Union station to catch the acela. This would've slightly easier than metro which requires transfer at metro center.


----------



## Ryan (Dec 27, 2011)

Metro Center? Take the Yellow Line from CC and transfer at Gallery Place/Chinatown, it's MUCH faster and with greater frequencies. I wouldn't worry about messing with VRE for that trip.


----------



## Steve4031 (Dec 27, 2011)

I meant gallery place. Im thinking greater frequency of metro will make things easier.


----------



## Ozark Southern (Jan 8, 2012)

Steve4031 said:


> I meant gallery place. Im thinking greater frequency of metro will make things easier.


I took that trip every weekday when I lived near Crystal City and worked at the Capitol. I took Metro yellow every time. Never once took VRE. I thought about it, but I don't think the small time savings is really worth three times the price. The transfer at Gallery Place is an easy one, too. Just a quick escalator ride to switch platforms.


----------



## Dixie (Feb 6, 2012)

I have a group of 30 adults who will be staying in Woodbridge, Va., in April.
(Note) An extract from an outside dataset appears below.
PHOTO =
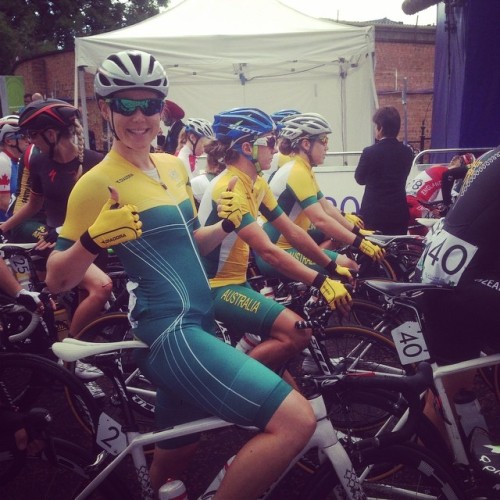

They have meetings scheduled at the Hoover FBI building one day. Anything we need to know about taking VRE into D.C.? It looks like they can transfer to the Metro at Union Station and get somewhat close to the FBI. Thoughts? Tips?


----------



## Steve4031 (Feb 11, 2012)

If your train stops at L'Enfant plaza you can easily transfer to yellow/green line to go to archives metro stop. Then a 1 block walk to FBI. This would be easier than going to washington union station IMHO.


----------



## The Davy Crockett (Feb 11, 2012)

And if it is a nice day y'all could get off at the L'Enfant Plaza VRE Station and walk across the National Mall to get there. It is a bit of a hike, but very scenic.


----------



## Dixie (Feb 11, 2012)

Thank you!


----------